Supplier compliance programs are all about setting standards and resolving problems when the mark is missed. Many of the worlds’ retailers are today making significant progress toward improving their supplier compliance programs, putting solutions and processes in place that enable collaboration rather than disagreements over expectations. This methodology is still in the early adoption stages as often tactical measures are left behind in favor of a more strategic approach. Thanks to increased focus on efficiency and, specifically, advancements in technology, it is now possible to share insights and intelligence across the board and offer a single version of the truth in order to quickly identify and drive out error. This approach enables retailers and suppliers to work together to detect and avoid compliance issues before they become reality.
“As part of the continuous evolution of retail, we’re seeing a marked change in the way retailers and suppliers collaborate with one another. The tenor of compliance seems to be changing as parties fully grasp the mutual benefits available.” Comments Steve Boon, VP of Sales at Galleria. “Right now retailers are focused on operational efficiency gains that can increase sales momentum & offer real return on investment; performance based applications sit at the heart of this, whether the approach is strategic or operational.”
As retailers continue to look for areas of opportunity to reduce waste and become more efficient, the question must be asked; are un-necessary costs being passed to the shopper? The best way to cut costs is to collaborate, streamline and standardize on internal procedure and share responsibility.
“One size fits all” is the popular belief but as modern retailing has proven it is not the case, shoppers needs are changing all the time; with a growing preference for local, compact and easy to shop stores driving the diversification of many existing estates today.
The more we know about the shoppers, the more we can shape the shopping experience to meet and exceed their expectations; enter the global evolution of retail, a challenge better tackled together. Now is the time to grab collaboration with both hands and use it as an opportunity to push innovation from insights through to execution.
Drawing upon shopper insight as an example; it is possible that retailers can optimize both assortment and space through collaborative consumer behavior analysis that benefits all; supplier, retailer and shopper alike.
Collaborative cluster definition is a strong starting point; bringing retailers and suppliers closer together to get a more granular understanding of the shopper. This type of collaborative exercise can help retailers to identify transient sales from passing trade as against those neighborhood stores where the residential trade makes up the larger majority of their regular customer base. Behavioral clustering can also give retailers an insight into those destination stores which are of a massive importance to them, attracting non-residential customers from farther afield. Supplier collaboration can also prove specifically beneficial when working to review locations and competition; whether looking at sales value per mission, location type or competitor sales value.

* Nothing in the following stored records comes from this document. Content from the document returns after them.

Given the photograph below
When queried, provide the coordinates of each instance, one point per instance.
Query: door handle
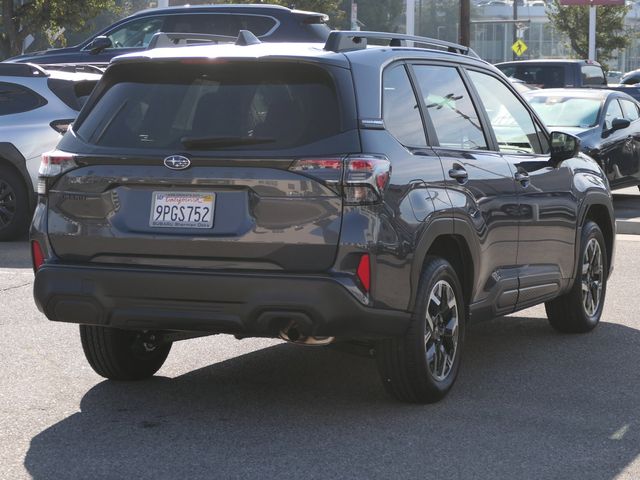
(522, 177)
(459, 174)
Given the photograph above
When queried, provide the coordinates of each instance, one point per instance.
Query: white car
(36, 107)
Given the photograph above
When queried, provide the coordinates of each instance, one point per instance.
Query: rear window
(592, 75)
(210, 107)
(73, 94)
(17, 99)
(220, 23)
(544, 76)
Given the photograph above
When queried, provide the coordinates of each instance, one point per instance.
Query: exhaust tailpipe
(292, 334)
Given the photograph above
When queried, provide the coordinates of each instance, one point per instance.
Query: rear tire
(421, 366)
(121, 354)
(14, 205)
(579, 310)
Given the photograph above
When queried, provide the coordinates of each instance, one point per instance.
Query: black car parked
(270, 23)
(607, 123)
(386, 195)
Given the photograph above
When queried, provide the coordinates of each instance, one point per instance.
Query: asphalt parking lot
(529, 403)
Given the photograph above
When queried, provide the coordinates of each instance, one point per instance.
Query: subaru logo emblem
(177, 162)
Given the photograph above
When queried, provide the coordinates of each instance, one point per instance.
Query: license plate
(182, 209)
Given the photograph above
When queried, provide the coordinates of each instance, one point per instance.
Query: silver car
(36, 107)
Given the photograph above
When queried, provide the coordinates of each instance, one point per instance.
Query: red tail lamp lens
(364, 272)
(37, 256)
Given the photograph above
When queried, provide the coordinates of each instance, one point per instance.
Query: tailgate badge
(177, 162)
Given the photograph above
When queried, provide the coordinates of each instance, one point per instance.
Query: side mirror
(99, 44)
(563, 146)
(619, 124)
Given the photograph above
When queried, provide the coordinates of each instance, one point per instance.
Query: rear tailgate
(237, 204)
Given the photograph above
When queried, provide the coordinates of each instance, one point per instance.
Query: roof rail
(342, 41)
(74, 67)
(22, 70)
(178, 39)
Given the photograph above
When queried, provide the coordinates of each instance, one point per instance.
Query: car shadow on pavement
(529, 403)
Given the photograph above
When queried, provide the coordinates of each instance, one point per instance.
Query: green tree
(50, 17)
(573, 21)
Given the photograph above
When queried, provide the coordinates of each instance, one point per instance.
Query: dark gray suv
(385, 196)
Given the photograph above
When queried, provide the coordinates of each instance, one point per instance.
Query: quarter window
(449, 107)
(630, 110)
(17, 99)
(512, 124)
(400, 108)
(613, 111)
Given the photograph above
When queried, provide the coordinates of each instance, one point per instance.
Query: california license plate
(182, 209)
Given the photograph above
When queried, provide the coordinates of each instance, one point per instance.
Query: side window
(136, 33)
(400, 108)
(450, 108)
(630, 110)
(512, 124)
(613, 111)
(17, 99)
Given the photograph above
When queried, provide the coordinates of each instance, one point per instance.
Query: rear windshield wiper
(206, 142)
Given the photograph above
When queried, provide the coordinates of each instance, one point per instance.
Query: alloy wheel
(592, 276)
(441, 337)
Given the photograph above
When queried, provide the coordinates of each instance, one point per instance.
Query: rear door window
(220, 24)
(17, 99)
(512, 124)
(233, 105)
(448, 105)
(400, 108)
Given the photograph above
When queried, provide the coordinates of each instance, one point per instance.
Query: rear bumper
(246, 304)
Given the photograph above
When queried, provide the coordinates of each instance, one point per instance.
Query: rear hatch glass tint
(231, 105)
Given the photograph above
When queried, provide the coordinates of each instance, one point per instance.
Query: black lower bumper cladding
(249, 304)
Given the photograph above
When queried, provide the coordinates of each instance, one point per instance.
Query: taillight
(361, 179)
(37, 256)
(364, 272)
(53, 164)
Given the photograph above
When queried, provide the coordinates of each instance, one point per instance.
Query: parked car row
(382, 195)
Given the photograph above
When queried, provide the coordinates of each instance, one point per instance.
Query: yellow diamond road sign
(519, 47)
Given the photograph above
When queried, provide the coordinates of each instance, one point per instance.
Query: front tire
(579, 310)
(121, 354)
(421, 366)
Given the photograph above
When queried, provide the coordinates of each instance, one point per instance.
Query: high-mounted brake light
(53, 164)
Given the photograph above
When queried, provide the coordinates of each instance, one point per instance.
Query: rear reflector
(364, 272)
(37, 257)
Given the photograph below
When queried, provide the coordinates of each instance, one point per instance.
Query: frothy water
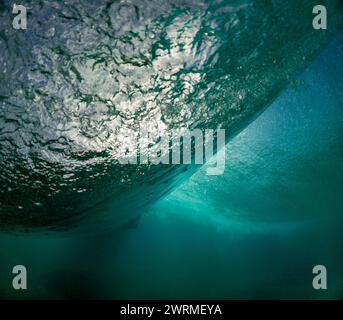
(85, 72)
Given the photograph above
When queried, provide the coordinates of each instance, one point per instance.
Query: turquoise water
(254, 232)
(84, 73)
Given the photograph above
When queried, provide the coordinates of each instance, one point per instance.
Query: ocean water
(85, 73)
(254, 232)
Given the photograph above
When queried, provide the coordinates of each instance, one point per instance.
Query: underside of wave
(85, 73)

“One size fits all” is the popular belief but as modern retailing has proven it is not the case
Working together it is also possible to gain awareness in some areas such as ethnicity & affluence groups within your store offering; covering everything from family type, income and life-stage information which can all prove valuable when considering developments to your portfolio, whether for store layout, assortment offering or promotion positioning’s.
Working in partnership with suppliers, retailers could better identify the variance in category performance by cluster and as a result enable range assortment and space allocation to be optimized; having an effect on the relevant flow, brands on show, pricing and promotion activities in store.
Whilst previously thought of as a complicated and un-necessary evil, it’s about time that the true value of supplier collaboration was known. In an ever increasingly competitive market, gaining a better understanding of the shopper through improved collaboration is more important than ever. From insights to execution, the collaborative model holds the key to complete customer centricity and ultimately to satisfied shoppers.